[Soraya] had read enough stories to know that the princess and the monster were never the same. She had been alone long enough to know which one she was.
5/5 paper planes
What’s This Book About?
Genre: YA fantasy (retelling, Persian mythology)
Publication date: 7th July 2020
Synopsis: There was and there was not, as all stories begin, a princess cursed to be poisonous to the touch. But for Soraya, who has lived her life hidden away, apart from her family, safe only in her gardens, it’s not just a story.
As the day of her twin brother’s wedding approaches, Soraya must decide if she’s willing to finally step outside of the shadows. In the dungeon is a demon who holds the answer to her freedom. And above is a young man who isn’t afraid of her, whose eyes linger not with fear, but with an understanding of who she is beneath the poison.
Soraya thought she knew her place in the world, but when her choices lead to consequences she never imagined, she begins to question who she is and who she is becoming…human or demon? Princess or monster?
What I Thought:
This is, and is not, a fairy tale retelling. Drawing inspiration from the myths and legend of Bashardoust’s culture (yet forming an compelling and original story), this story was as twisting as that snake on the cover, full of complex characters in a highly atmospheric setting recalling ancient Persia.
As the synopsis suggests, terrible mistakes are made, with suitably terrible consequences. These catastrophic errors are not only those of Soraya, our protagonist – almost everyone in this novel is blundering around, entangling themselves ever deeper into nets of their own chaos and regret. There were plenty of unexpected revelations… Everyone is trapped in their own way, but impressively they all retain their agency. This made for a whole host of incredibly complex characters, particularly Soraya and the villain, and I absolutely loved the will-she-won’t-she dynamic as Soraya teeters on the needle of her moral compass. Soraya’s mother, Tahmineh, is especially fascinating, as is her relationship to her daughter. We already know from the very beginning that Tahmineh is a pivotal figure.
All the female bonds in this book were great to read – not least the sapphic romance. I wasn’t even expecting to, but I shipped it so much; it was just so tenderly written yet no less intense for it, and I loved how it developed.
There was and there was not a love triangle. For fear of spoilers, that’s all I’m going to say about that – just know that as someone who hates love triangles with a passion, the dilemma in this novel was pretty understandable. (Strong Darklina vibes at times.) I also enjoyed the lack of girl-on-girl hate! It would have been so easy to fall into that, but it didn’t happen and I’m thankful.
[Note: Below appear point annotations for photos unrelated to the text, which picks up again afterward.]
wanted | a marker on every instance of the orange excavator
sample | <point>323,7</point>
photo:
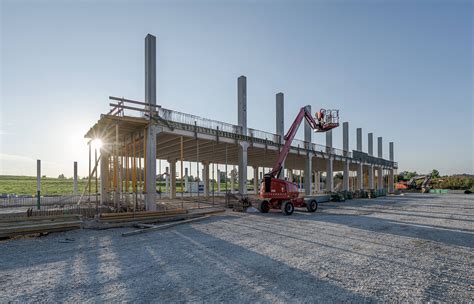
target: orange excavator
<point>276,193</point>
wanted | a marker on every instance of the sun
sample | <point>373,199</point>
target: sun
<point>96,143</point>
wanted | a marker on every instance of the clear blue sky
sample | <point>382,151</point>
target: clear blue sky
<point>400,69</point>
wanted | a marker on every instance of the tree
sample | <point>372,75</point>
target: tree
<point>435,173</point>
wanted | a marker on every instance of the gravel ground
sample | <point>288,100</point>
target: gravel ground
<point>412,248</point>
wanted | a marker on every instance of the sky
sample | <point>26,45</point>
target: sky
<point>400,69</point>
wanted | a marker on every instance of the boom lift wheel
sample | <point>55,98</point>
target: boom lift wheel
<point>264,206</point>
<point>287,208</point>
<point>312,206</point>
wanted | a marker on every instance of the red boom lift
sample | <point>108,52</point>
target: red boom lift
<point>278,193</point>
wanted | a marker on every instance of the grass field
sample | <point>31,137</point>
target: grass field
<point>26,185</point>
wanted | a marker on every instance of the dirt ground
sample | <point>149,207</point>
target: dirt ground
<point>397,249</point>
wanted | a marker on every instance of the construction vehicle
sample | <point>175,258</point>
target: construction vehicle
<point>277,193</point>
<point>412,185</point>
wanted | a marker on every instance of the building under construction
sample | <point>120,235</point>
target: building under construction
<point>136,135</point>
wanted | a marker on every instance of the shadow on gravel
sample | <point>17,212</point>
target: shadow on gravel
<point>430,233</point>
<point>185,264</point>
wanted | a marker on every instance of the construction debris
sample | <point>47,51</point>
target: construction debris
<point>10,227</point>
<point>148,228</point>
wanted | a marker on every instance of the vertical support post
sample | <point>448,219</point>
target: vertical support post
<point>360,166</point>
<point>172,179</point>
<point>150,167</point>
<point>380,171</point>
<point>345,148</point>
<point>150,71</point>
<point>370,141</point>
<point>318,181</point>
<point>75,178</point>
<point>167,182</point>
<point>182,163</point>
<point>104,175</point>
<point>391,180</point>
<point>116,169</point>
<point>242,120</point>
<point>329,163</point>
<point>38,184</point>
<point>89,176</point>
<point>205,167</point>
<point>308,131</point>
<point>255,179</point>
<point>280,124</point>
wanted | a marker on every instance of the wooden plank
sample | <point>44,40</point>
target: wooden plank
<point>164,226</point>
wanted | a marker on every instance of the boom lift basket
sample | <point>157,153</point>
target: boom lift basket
<point>328,121</point>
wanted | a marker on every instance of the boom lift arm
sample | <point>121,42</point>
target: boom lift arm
<point>327,123</point>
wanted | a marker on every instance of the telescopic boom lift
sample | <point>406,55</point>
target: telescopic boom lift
<point>281,194</point>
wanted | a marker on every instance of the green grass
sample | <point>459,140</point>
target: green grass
<point>26,185</point>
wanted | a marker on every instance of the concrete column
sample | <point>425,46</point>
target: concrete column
<point>150,70</point>
<point>329,164</point>
<point>243,146</point>
<point>380,172</point>
<point>255,179</point>
<point>280,124</point>
<point>242,103</point>
<point>360,176</point>
<point>308,131</point>
<point>359,139</point>
<point>345,179</point>
<point>345,148</point>
<point>38,184</point>
<point>307,174</point>
<point>205,177</point>
<point>232,183</point>
<point>329,141</point>
<point>75,178</point>
<point>150,196</point>
<point>318,181</point>
<point>104,176</point>
<point>360,168</point>
<point>370,141</point>
<point>242,120</point>
<point>172,178</point>
<point>329,176</point>
<point>391,179</point>
<point>186,180</point>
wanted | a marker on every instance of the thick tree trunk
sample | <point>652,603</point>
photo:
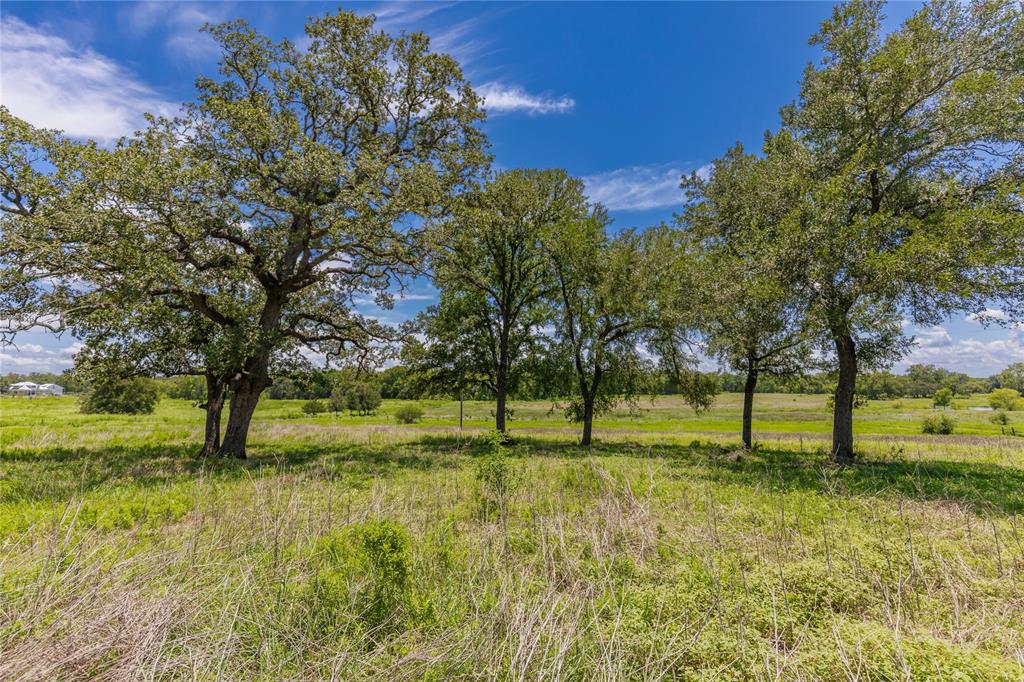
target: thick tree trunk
<point>216,390</point>
<point>246,392</point>
<point>752,383</point>
<point>846,352</point>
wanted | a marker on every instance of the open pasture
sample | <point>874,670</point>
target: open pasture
<point>354,548</point>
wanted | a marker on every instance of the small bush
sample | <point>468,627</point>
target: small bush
<point>313,407</point>
<point>1005,398</point>
<point>121,396</point>
<point>938,425</point>
<point>409,414</point>
<point>499,479</point>
<point>858,401</point>
<point>360,398</point>
<point>386,560</point>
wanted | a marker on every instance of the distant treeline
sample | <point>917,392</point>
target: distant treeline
<point>400,382</point>
<point>66,379</point>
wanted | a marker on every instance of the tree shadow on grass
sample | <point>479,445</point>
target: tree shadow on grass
<point>57,473</point>
<point>980,485</point>
<point>54,473</point>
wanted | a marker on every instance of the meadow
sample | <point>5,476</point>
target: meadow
<point>356,548</point>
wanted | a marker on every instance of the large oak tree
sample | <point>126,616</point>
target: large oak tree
<point>915,140</point>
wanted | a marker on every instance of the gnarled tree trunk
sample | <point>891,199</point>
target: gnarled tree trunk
<point>846,352</point>
<point>246,390</point>
<point>216,390</point>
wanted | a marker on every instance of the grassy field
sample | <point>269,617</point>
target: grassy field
<point>354,548</point>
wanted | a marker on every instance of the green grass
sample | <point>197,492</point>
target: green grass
<point>355,548</point>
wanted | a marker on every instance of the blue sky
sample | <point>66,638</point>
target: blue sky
<point>628,96</point>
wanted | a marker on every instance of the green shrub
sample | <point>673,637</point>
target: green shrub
<point>498,476</point>
<point>358,398</point>
<point>938,424</point>
<point>386,561</point>
<point>942,397</point>
<point>313,407</point>
<point>1005,398</point>
<point>136,395</point>
<point>858,401</point>
<point>409,414</point>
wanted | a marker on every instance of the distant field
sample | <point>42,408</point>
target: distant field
<point>356,548</point>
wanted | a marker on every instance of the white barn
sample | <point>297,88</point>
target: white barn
<point>24,388</point>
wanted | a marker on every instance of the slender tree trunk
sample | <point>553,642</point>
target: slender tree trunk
<point>216,390</point>
<point>589,395</point>
<point>846,352</point>
<point>502,380</point>
<point>752,383</point>
<point>500,410</point>
<point>244,400</point>
<point>588,420</point>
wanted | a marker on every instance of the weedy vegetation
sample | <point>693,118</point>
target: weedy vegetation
<point>346,548</point>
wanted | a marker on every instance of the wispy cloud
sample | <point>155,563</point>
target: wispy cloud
<point>499,98</point>
<point>462,39</point>
<point>973,356</point>
<point>639,187</point>
<point>51,84</point>
<point>987,315</point>
<point>180,22</point>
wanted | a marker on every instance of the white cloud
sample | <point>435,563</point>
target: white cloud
<point>987,315</point>
<point>462,40</point>
<point>51,84</point>
<point>639,187</point>
<point>933,337</point>
<point>181,22</point>
<point>969,355</point>
<point>23,361</point>
<point>73,348</point>
<point>499,98</point>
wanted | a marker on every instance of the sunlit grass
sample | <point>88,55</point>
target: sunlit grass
<point>355,548</point>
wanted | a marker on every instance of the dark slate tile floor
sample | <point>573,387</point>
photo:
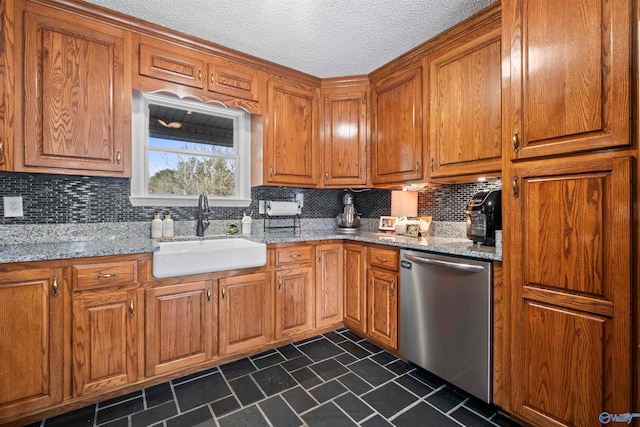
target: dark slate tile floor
<point>335,379</point>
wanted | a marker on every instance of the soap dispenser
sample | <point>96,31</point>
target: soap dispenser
<point>156,227</point>
<point>167,226</point>
<point>246,223</point>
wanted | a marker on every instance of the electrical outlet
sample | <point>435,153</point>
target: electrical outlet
<point>12,206</point>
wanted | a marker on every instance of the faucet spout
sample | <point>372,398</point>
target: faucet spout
<point>202,220</point>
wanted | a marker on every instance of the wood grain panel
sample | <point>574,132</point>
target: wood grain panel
<point>246,312</point>
<point>294,301</point>
<point>355,285</point>
<point>567,252</point>
<point>567,78</point>
<point>564,365</point>
<point>329,284</point>
<point>180,328</point>
<point>345,136</point>
<point>466,117</point>
<point>76,97</point>
<point>32,365</point>
<point>396,143</point>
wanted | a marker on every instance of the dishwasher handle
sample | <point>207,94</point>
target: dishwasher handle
<point>448,264</point>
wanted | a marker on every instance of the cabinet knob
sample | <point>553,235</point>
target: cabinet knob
<point>516,141</point>
<point>54,285</point>
<point>514,185</point>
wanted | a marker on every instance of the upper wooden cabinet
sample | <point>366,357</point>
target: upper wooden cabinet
<point>231,82</point>
<point>344,135</point>
<point>33,360</point>
<point>465,125</point>
<point>570,252</point>
<point>291,128</point>
<point>76,97</point>
<point>566,75</point>
<point>396,133</point>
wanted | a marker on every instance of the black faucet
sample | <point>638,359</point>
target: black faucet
<point>201,215</point>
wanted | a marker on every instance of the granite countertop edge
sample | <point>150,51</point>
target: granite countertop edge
<point>93,248</point>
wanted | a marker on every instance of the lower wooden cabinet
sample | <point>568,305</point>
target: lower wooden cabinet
<point>382,313</point>
<point>293,301</point>
<point>107,327</point>
<point>31,315</point>
<point>570,259</point>
<point>355,286</point>
<point>180,326</point>
<point>245,312</point>
<point>329,284</point>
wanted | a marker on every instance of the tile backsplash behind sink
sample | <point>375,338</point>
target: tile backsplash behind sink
<point>62,199</point>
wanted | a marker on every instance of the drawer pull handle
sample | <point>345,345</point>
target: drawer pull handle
<point>104,276</point>
<point>516,141</point>
<point>516,191</point>
<point>54,285</point>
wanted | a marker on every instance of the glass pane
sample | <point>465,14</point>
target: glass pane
<point>183,174</point>
<point>182,128</point>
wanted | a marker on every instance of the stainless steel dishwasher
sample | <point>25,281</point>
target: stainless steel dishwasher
<point>445,318</point>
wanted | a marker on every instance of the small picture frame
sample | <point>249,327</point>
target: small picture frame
<point>387,223</point>
<point>412,230</point>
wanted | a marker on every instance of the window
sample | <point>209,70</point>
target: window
<point>182,148</point>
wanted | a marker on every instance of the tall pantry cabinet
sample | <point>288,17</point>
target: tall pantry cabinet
<point>568,208</point>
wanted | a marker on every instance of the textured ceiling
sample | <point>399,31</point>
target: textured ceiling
<point>324,38</point>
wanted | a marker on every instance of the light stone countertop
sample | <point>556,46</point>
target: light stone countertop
<point>41,251</point>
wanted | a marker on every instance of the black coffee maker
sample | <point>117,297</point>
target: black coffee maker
<point>484,217</point>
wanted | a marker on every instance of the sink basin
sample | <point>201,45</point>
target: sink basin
<point>206,256</point>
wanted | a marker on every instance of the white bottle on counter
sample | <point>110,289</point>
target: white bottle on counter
<point>246,224</point>
<point>156,227</point>
<point>167,226</point>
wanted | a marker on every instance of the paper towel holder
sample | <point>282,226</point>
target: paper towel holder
<point>282,223</point>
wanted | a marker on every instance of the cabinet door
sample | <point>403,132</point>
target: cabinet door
<point>180,326</point>
<point>383,307</point>
<point>246,312</point>
<point>172,63</point>
<point>291,134</point>
<point>396,140</point>
<point>355,281</point>
<point>107,327</point>
<point>567,75</point>
<point>570,257</point>
<point>294,301</point>
<point>329,284</point>
<point>77,100</point>
<point>31,315</point>
<point>466,117</point>
<point>344,138</point>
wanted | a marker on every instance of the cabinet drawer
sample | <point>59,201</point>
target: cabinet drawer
<point>293,255</point>
<point>89,276</point>
<point>384,258</point>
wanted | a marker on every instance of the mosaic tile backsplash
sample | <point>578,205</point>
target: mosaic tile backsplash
<point>60,199</point>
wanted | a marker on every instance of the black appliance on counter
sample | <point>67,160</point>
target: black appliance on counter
<point>484,217</point>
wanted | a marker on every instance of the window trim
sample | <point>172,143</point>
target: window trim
<point>140,142</point>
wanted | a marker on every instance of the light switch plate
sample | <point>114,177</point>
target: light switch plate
<point>12,206</point>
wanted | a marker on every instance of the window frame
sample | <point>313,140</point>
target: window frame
<point>140,150</point>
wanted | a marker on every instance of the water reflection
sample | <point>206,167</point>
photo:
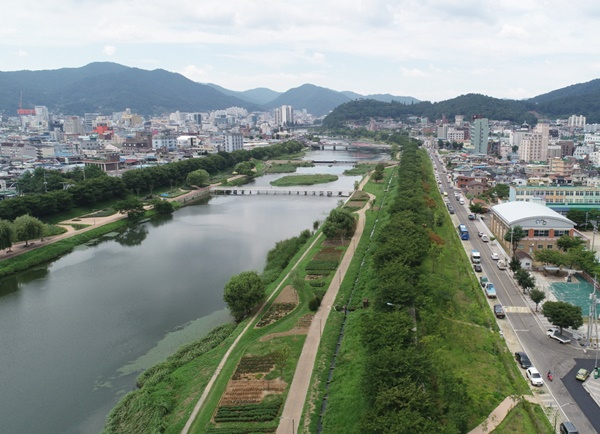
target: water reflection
<point>133,235</point>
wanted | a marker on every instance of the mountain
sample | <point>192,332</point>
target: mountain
<point>106,87</point>
<point>383,97</point>
<point>315,99</point>
<point>577,99</point>
<point>467,105</point>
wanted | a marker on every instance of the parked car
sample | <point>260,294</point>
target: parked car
<point>523,359</point>
<point>582,374</point>
<point>567,427</point>
<point>499,311</point>
<point>534,376</point>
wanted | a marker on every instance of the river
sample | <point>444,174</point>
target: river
<point>77,331</point>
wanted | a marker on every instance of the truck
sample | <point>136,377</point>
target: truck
<point>490,290</point>
<point>554,333</point>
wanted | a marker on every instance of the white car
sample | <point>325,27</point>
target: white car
<point>534,376</point>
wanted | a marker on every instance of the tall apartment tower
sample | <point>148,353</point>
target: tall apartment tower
<point>284,115</point>
<point>480,134</point>
<point>233,142</point>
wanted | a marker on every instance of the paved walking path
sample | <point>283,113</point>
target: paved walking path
<point>211,382</point>
<point>292,410</point>
<point>498,415</point>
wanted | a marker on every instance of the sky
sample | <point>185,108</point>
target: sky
<point>428,49</point>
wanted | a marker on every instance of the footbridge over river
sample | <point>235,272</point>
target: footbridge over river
<point>283,191</point>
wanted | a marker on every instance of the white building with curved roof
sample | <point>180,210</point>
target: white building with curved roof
<point>542,225</point>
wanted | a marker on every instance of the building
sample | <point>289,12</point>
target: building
<point>542,225</point>
<point>577,121</point>
<point>559,198</point>
<point>233,142</point>
<point>480,132</point>
<point>73,125</point>
<point>284,115</point>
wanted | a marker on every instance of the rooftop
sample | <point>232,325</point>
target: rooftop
<point>513,212</point>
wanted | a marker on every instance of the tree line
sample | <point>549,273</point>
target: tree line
<point>47,193</point>
<point>405,389</point>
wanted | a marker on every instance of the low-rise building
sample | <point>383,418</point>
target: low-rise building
<point>542,225</point>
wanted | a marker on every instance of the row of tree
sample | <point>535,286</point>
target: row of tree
<point>24,228</point>
<point>50,192</point>
<point>405,389</point>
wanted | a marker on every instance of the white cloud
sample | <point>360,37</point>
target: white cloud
<point>109,50</point>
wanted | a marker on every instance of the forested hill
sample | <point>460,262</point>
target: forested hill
<point>578,99</point>
<point>467,105</point>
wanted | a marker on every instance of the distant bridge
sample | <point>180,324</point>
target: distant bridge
<point>346,145</point>
<point>282,191</point>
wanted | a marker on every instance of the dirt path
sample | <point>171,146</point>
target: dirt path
<point>212,380</point>
<point>292,410</point>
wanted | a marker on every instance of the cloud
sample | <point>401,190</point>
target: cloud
<point>109,50</point>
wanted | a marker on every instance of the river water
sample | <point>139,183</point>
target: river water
<point>76,332</point>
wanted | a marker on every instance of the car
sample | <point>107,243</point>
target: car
<point>534,376</point>
<point>490,290</point>
<point>582,374</point>
<point>523,359</point>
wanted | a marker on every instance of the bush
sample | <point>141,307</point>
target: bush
<point>314,304</point>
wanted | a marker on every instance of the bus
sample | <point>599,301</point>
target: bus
<point>463,232</point>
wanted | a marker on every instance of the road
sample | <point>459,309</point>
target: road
<point>525,330</point>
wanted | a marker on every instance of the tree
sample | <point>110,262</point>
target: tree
<point>339,223</point>
<point>477,208</point>
<point>566,242</point>
<point>515,264</point>
<point>132,206</point>
<point>563,314</point>
<point>514,235</point>
<point>525,280</point>
<point>198,178</point>
<point>537,296</point>
<point>28,228</point>
<point>7,234</point>
<point>378,173</point>
<point>243,293</point>
<point>394,151</point>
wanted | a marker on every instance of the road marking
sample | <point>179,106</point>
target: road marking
<point>517,309</point>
Bashardoust’s characterisation and narrative is too layered to make drama out of something so superficial!
The world of this novel, Atashar, is full of magic, tradition, deities and demons – my first encounter with Persian mythology! I highly recommend taking the time to read the Author’s Notes at the back. Of course, I didn’t need the extra information to understand the story, as Bashardoust’s skill with exposition and use of context meant the world took form around me almost seamlessly, without the need for info-dumping. Whenever explanations were given to Soraya, it’s believable that she doesn’t know this, so it didn’t come across as spoon-fed information. Needless to say that after reading ‘Girl, Serpent, Thorn, the archaeologist in me is dying to learn more about Persian history! I’m certainly going to check out Bashardoust’s other novel as well, ‘Girls Made of Snow and Glass’.
Thank you to Netgalley and Hodder & Stoughton for the eARC for an honest review!